As nossas sadinas douradas preparam a sua reprodução conforme sempre o fizeram desde tempos ancestrais, dentro do estuário do Sado.
Porém, algo tem vindo a mudar nos seus hábitos, na segurança das suas posturas, e não necessariamente para melhor. Progressivamente, a desova deixou de ser feita dentro do rio pois aí os peixes já não encontram condições favoráveis para que isso aconteça.
Com efeito, as douradas sofrem hoje com vários factores ambientais negativos, sendo dois deles mais impactantes que todos os outros.
São eles, a saber: o sobreaquecimento das águas por força da exposição solar, (o qual decorre de forma directa dos efeitos do aquecimento global) e o segundo factor, o qual se prende com a crescente e massiva utilização de pesticidas na produção de arroz, nos campos de Alcácer do Sal.
Seria possível mencionar outras causas, a pressão de pesca profissional, a pesca lúdica a exemplares juvenis, etc, mas são os dois primeiros, actuando em paralelo, aqueles que mais decisivamente contribuem para a sua debandada para o exterior.
A qualidade das desovas é substancialmente mais baixa, e a expectativa de sobrevivência dos alevins é bem mais reduzida. Com o consequente empobrecimento do valor percentual de peixes que chegam a adultos.
Vejamos hoje como acontecem e quais as consequências de ambos os processos, em separado.


A natureza brinda-nos com momentos de luz incríveis. Fiz esta foto no caminho de Setúbal a Sines.


A falta de oxigénio

Dentro do rio, a natural ausência de turbulência, ondas e ressaca, a baixa intensidade do vento, sobretudo matinal, e as calmarias de tempo quente e seco promovem nas zonas mais recônditas dos esteiros águas muito paradas, quase estagnadas.
A constante presença de fertilizantes (resultantes da escorrência dos trabalhos de agricultura feita nas margens do Sado), os dias de sol intenso, as temperaturas altas, durante semanas sucessivas próximas ou acima de 40ºC, criam condições propícias para o crescimento de algas, fitoplâncton, bem como de bactérias. Neste caldo de nutrientes, estranho seria que não acontecessem excessos, e eles revelam-se através de uma densidade anormal destes micro vegetais.
As águas tornam-se verdes, ficam uma “sopa” de algas.
Mas esta é a parte positiva, águas verdes são sinónimo de nutrientes, de matéria prima para a criação de vida animal. Não vem mal ao mundo que exista matéria vegetal deste tipo, ela será aproveitada pelo zooplâncton, e estará na base de uma cadeia alimentar que irá crescer até aos grandes peixes da nossa costa. O problema não é a existência de microalgas, é sim o tempo em que ela acontece, o excesso, e pior, o efeito que este excesso provoca na qualidade da água dentro do rio.
Esta biomassa de algas consome imenso oxigénio, num momento e local em que ele não abunda, e precisamente quando as douradas mais dele necessitam.


O efeito do sol directo aumenta exponencialmente a produção de algas, e empobrece a água do seu teor de oxigénio.
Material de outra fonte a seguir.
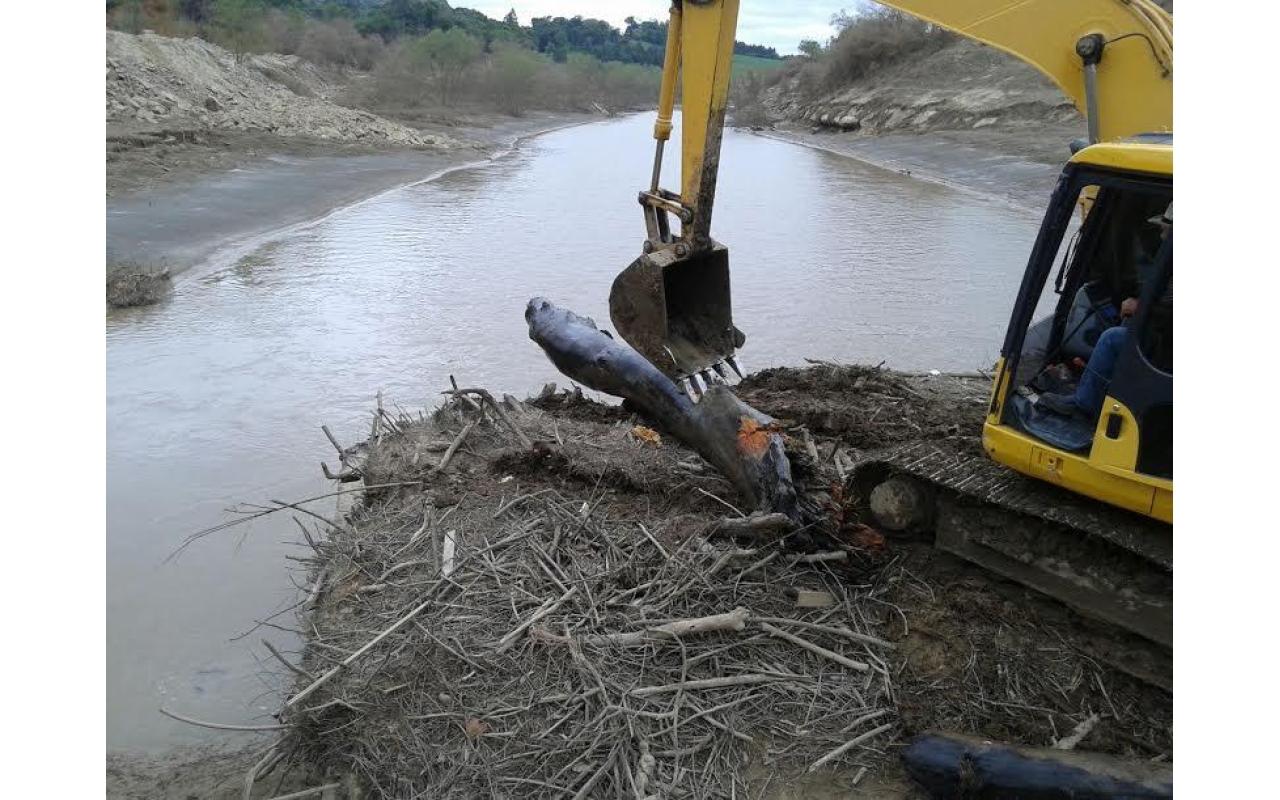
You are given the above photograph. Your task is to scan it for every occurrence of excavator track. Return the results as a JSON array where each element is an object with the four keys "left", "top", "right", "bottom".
[{"left": 851, "top": 442, "right": 1172, "bottom": 689}]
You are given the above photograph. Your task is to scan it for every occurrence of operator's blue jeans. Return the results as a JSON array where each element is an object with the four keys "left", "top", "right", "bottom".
[{"left": 1071, "top": 325, "right": 1129, "bottom": 416}]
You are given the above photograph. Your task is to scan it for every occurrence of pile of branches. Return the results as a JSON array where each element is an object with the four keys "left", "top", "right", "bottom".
[{"left": 278, "top": 390, "right": 896, "bottom": 799}]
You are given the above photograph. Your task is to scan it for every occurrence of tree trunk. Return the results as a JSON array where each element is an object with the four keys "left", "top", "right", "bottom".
[
  {"left": 902, "top": 733, "right": 1174, "bottom": 800},
  {"left": 525, "top": 297, "right": 801, "bottom": 524}
]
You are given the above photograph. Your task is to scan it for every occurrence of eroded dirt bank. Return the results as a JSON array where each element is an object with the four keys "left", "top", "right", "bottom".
[{"left": 162, "top": 366, "right": 1172, "bottom": 797}]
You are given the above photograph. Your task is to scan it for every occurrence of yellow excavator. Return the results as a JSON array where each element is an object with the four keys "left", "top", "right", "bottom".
[{"left": 609, "top": 0, "right": 1174, "bottom": 648}]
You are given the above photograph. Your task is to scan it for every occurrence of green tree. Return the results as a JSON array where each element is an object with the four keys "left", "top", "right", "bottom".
[
  {"left": 486, "top": 44, "right": 545, "bottom": 116},
  {"left": 408, "top": 28, "right": 484, "bottom": 105},
  {"left": 209, "top": 0, "right": 268, "bottom": 58}
]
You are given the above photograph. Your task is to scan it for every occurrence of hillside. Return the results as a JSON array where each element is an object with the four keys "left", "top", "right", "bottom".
[
  {"left": 106, "top": 31, "right": 451, "bottom": 147},
  {"left": 762, "top": 40, "right": 1084, "bottom": 142}
]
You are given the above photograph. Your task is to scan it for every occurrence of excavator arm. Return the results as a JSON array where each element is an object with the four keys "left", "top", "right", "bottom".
[{"left": 609, "top": 0, "right": 1174, "bottom": 389}]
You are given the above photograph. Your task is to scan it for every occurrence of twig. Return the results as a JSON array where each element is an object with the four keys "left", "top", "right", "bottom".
[
  {"left": 440, "top": 527, "right": 458, "bottom": 577},
  {"left": 808, "top": 722, "right": 893, "bottom": 772},
  {"left": 284, "top": 598, "right": 431, "bottom": 710},
  {"left": 320, "top": 425, "right": 347, "bottom": 463},
  {"left": 755, "top": 617, "right": 897, "bottom": 650},
  {"left": 580, "top": 605, "right": 751, "bottom": 646},
  {"left": 494, "top": 586, "right": 577, "bottom": 653},
  {"left": 442, "top": 385, "right": 534, "bottom": 449},
  {"left": 271, "top": 781, "right": 342, "bottom": 800},
  {"left": 1053, "top": 714, "right": 1101, "bottom": 750},
  {"left": 791, "top": 550, "right": 849, "bottom": 564},
  {"left": 262, "top": 639, "right": 316, "bottom": 681},
  {"left": 435, "top": 420, "right": 477, "bottom": 472},
  {"left": 760, "top": 622, "right": 870, "bottom": 672},
  {"left": 630, "top": 672, "right": 804, "bottom": 698},
  {"left": 242, "top": 744, "right": 282, "bottom": 800},
  {"left": 160, "top": 708, "right": 289, "bottom": 732}
]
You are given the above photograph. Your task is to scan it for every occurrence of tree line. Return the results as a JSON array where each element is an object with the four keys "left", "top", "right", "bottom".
[{"left": 106, "top": 0, "right": 780, "bottom": 67}]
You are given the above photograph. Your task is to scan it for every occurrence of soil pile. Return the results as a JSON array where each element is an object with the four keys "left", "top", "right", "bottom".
[
  {"left": 264, "top": 366, "right": 1172, "bottom": 797},
  {"left": 764, "top": 40, "right": 1083, "bottom": 134},
  {"left": 106, "top": 31, "right": 453, "bottom": 147}
]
Por força das temperaturas elevadas, da quantidade de horas de sol directo, esse precioso gás reduz a sua presença no meio líquido.
Ao mesmo tempo, as algas proliferam e, pese libertem bastante oxigénio para a atmosfera por efeito da fotossíntese, (bom para nós) concorrem ainda assim com os peixes no consumo do oxigénio dissolvido na água.
Se para os humanos isso representa uma benesse, (alimenta-nos a atmosfera que respiramos de algo vital para nós), já para os peixes nem tanto, pois retira-lhes o oxigénio quando ele lhes é mais necessário.
Corresponde o desenrolar deste processo ao final do período de Verão e início do Outono, precisamente quando se joga a cartada decisiva do início da reprodução das douradas.
Em termos fisiológicos, aquilo que acontece é que a rarefacção do oxigénio combinada com as altas temperaturas obrigam as douradas a um aumento do seu ritmo metabólico, acelerando-lhes o ritmo da respiração.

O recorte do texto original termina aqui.